Forrest Doss, the LANL lead designer for the shear experiments, said the campaign succeeded in “underpinning the mix physics under these HED conditions,” which has led to the publication of about a dozen papers in scientific journals (see, for example, “Late-Time Mixing Sensitivity to Initial Broadband Surface Roughness in High-Energy-Density Shear Layers,” Physical Review Letters, November 2016; and “Observation and analysis of emergent coherent structures in a high-energy-density shock-driven planar mixing layer experiment,” Physical Review E, August 2016).

In addition, Doss said, “We’re learning more about initialization of the model. How to correctly condense information to BHR (the Besnard-Harlow-Rauenzahn turbulence model) is a big uncertainty in how to use it in complex targets like these, and the lessons learned should carry on to other complicated HED and ICF targets.

“The real issue is how to convey a surface defined in reality with its full spectral information down to its most important moments needed to characterize the mixing layer that develops,” Doss said.

The three-year shear campaign was made possible by NIF’s unique high energy and shot-to-shot reproducibility, but the final shot days earlier this year also relied heavily on the “extreme diligence, efficiency, and professionalism of three shifts of NIF crews,” said LANL scientist Kirk Flippo, the campaign’s lead experimental investigator.

The final, “extremely important,” shot of a four-shot series on the campaign’s last day “can only be described as HEROIC,” Flippo said in an E-mail to NIF’s senior managers. “Without this shot we may have needed to wait a year” to get the last bit of data the researchers needed to complete the campaign.

“We were able to execute four shear shots in a little over 24 hours,” Flippo said. “And now we have the final pieces of…data needed for our project. We leave with a full set of 16 absolutely beautiful data points.”

Flippo credited the NIF Team with helping the researchers turn the campaign into “a mad data-taking machine. We are extremely happy with how our data rate has evolved over time,” he said. “We are now able to take a full data set in four shots instead of 10 when we first started out on this journey. Our shot cycle has decreased from eight-plus hours down to 4.24 hours.” Redesign of the drive pulse shape to decrease laser glass damage was a large change to enable more shots, he added.
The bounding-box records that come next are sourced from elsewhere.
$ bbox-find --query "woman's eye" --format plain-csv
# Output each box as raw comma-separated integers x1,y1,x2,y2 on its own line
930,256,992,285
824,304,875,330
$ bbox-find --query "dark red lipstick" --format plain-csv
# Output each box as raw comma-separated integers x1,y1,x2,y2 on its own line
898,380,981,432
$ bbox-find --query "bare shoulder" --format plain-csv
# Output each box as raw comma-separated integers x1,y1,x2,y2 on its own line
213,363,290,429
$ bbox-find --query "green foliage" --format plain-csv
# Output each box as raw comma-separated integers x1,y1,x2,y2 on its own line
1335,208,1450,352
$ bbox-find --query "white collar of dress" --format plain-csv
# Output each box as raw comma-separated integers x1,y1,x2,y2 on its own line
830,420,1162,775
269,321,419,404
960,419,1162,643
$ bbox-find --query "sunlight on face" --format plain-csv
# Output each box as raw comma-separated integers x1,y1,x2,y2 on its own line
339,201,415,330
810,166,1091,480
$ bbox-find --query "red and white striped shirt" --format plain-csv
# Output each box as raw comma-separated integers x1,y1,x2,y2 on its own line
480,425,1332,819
Flippo also noted that the quality of data improved over the course of the campaign thanks in part to a new diagnostic, the 260-picosecond gated x-ray detector, and the use of a beryllium tube.

“The Shear Team would like to thank all the dedicated members of the NIF,” he said, “and the many engineers and scientists, from facilities and diagnostics to target fab, (who) have helped us over the course of these three years, from PQ (performance qualification) in Q1 of FY (Fiscal Year) ’14 to this fantastically data-prolific last ‘day’ of Q2 FY ’17! Thank you for a very successful campaign.”

Along with Doss and Flippo, participants in the campaign included LANL’s John Kline, Ted Perry, Lynn Kot, Derek Schmidt, Deanna Capelli, Liz Merritt, Tom Murphy, Eric Loomis, Barbara Devolder, Tana Cardenas, F. Fierro, Blaine Randolph, and Gerry Rivera, and LLNL’s Channing Huntington, Sabrina Nagel, and Steve MacLaren. Participating with Flippo in designing and fielding the big-area backlighter (BABL) diagnostic, the main diagnostic for the shear platform, were Kevin Fournier, Dan Kalantar, Maria Barrios, and Maxine Emerich of LLNL along with Ian Tregillis, Leslie Welser-Sherrill, and Jim Fincke from LANL and Sean Regan from the Laboratory for Laser Energetics at the University of Rochester.